CITY CV LIMITED
Terms and Conditions for Individuals
Version 1.1a dated August 2013
1. Application of terms and conditions
1.1. These terms and conditions (“Terms”) apply to any orders placed with City CV Limited of 46 New Broad Street, London, EC2M 1JH (“us” or “we”) for the purchase of any of our products or services (“Services”). By placing an order on our website www.citycv.co.uk (“our site”), over the telephone or otherwise, you agree to the following Terms and that these prevail over any inconsistent terms or conditions contained, or referred to, elsewhere or as implied by law, trade custom, practice or course of dealing.

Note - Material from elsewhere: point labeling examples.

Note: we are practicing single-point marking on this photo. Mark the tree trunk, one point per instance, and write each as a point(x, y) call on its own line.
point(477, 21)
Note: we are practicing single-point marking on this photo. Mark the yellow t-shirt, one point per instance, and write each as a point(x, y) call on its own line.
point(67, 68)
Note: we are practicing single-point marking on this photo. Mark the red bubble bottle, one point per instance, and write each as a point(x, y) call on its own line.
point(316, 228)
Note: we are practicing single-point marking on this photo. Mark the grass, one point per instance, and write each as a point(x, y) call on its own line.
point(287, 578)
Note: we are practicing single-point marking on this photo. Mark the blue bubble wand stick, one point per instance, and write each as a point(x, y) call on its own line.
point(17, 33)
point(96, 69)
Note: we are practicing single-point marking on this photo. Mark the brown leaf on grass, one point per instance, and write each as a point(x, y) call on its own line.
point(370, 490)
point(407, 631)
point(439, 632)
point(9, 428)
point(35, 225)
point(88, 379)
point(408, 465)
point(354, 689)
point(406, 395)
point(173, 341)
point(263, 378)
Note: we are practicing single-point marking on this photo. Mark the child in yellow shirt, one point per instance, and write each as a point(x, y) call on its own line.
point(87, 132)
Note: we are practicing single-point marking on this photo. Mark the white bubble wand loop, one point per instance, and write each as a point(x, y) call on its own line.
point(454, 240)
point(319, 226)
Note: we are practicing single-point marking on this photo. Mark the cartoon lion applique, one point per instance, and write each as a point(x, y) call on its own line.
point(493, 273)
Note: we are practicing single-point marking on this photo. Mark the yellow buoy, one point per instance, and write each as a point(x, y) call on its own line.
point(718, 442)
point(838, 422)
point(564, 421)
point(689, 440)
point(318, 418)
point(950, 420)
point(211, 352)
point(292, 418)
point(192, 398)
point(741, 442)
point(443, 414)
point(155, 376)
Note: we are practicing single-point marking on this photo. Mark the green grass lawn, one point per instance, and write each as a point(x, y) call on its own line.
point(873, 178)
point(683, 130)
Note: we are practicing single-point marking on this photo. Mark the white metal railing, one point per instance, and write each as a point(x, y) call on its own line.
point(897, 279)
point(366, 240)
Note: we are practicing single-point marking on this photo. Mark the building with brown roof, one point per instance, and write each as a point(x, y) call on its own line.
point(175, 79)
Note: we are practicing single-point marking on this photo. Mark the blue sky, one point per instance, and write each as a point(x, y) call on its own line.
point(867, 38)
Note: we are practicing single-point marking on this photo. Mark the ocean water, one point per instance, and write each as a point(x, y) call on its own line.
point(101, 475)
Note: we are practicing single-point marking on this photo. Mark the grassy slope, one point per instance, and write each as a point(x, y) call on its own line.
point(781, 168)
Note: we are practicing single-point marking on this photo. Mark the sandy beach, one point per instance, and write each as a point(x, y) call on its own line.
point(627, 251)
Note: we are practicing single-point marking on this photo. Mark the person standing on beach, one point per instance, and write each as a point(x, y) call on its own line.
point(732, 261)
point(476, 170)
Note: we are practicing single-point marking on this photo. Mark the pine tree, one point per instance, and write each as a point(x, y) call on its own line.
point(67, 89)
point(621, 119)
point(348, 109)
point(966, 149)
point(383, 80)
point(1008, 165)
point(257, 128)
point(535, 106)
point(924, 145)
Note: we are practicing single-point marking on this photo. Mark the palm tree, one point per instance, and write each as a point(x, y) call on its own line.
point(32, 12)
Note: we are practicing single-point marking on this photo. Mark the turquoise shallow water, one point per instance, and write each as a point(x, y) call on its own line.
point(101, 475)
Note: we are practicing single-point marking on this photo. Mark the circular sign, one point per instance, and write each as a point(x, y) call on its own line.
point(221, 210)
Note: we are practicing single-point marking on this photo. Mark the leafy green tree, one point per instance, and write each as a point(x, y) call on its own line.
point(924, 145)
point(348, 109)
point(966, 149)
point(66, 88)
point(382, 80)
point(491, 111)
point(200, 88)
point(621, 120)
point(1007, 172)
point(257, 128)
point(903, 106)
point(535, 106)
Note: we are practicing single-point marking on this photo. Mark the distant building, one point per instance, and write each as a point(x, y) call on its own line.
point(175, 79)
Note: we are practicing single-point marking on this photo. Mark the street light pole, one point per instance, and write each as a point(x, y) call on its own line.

1.2. The agreement between us and you and which is subject to these Terms (“Contract”), shall come into effect upon us emailing you to confirm our acceptance of your order and shall continue until terminated in accordance with these Terms.
2. Order process
2.1. If you are purchasing online, the order process will be as follows:
2.1.1. Select the products or services that you would like to purchase and click on the “Order Now” button. You will then be directed to our payment page where you can either pay using a PayPal account or with a credit or debit card.
2.1.2. If you are paying with a debit or credit card, you will be directed to a secure payment page to enter your details. Once payment is made you will automatically be sent a receipt. You will not be re-directed back to our site.
2.1.3. If you are paying by PayPal, you will be re-directed to the PayPal website for you to make payment and then once payment is made, you will automatically be sent a receipt. You will not be re-directed back to our site.
2.1.4. We will send you an email acknowledging your order and confirming whether we have accepted your order.
2.1.5. If at any stage you have made an error in your order, you may email us at [email protected] to correct any errors.
2.2. If you are purchasing online, you should print a copy of these Terms as a record of the terms and conditions applicable at the time of your order, as we will not be filing a copy and we may change these Terms from time to time. We will also send you a copy of our Terms and Conditions on confirmation of your consultation or appointment.
2.3. If you are placing your order over the telephone and your credit or debit card payment is processed manually, we will send you a receipt for your payment via email.
3.1. Within 7 days of you placing an order for our Writing Services (namely us writing for you a tailored completed curriculum vitae, CV covering letter, LinkedIn profile, executive biography and/or job application form), we will use all reasonable endeavours to contact you to agree a mutually convenient time and date for a telephone or Skype consultation (“Telephone Consultation”).
3.2. In order to enable us to provide the Telephone Consultation, you will complete and return to us by email to [email protected] all information requested by us at least 24 hours ahead of the agreed time for the Telephone Consultation. If you don’t provide such requested information within that timescale, we reserve the right to change the time of the Telephone Consultation. If after three requests, we have still not received the requested information, the Contract shall automatically terminate, we shall have no further obligations to provide the Services and we shall not be obliged to provide you with a refund.
3.3. Within 14 days of the Telephone Consultation, we shall send you by email a Word version of the relevant document(s) that you have ordered. We will, without further charge, make any amendments (requested by you) to such document(s) until the later of (i) you confirming that you happy with such document(s) and (ii) the date falling 30 days after the date on which we sent you the original document(s). You will be deemed to be happy with the document if you have not requested any changes (or further changes) within five days of us sending you the original document(s) or any amended document(s).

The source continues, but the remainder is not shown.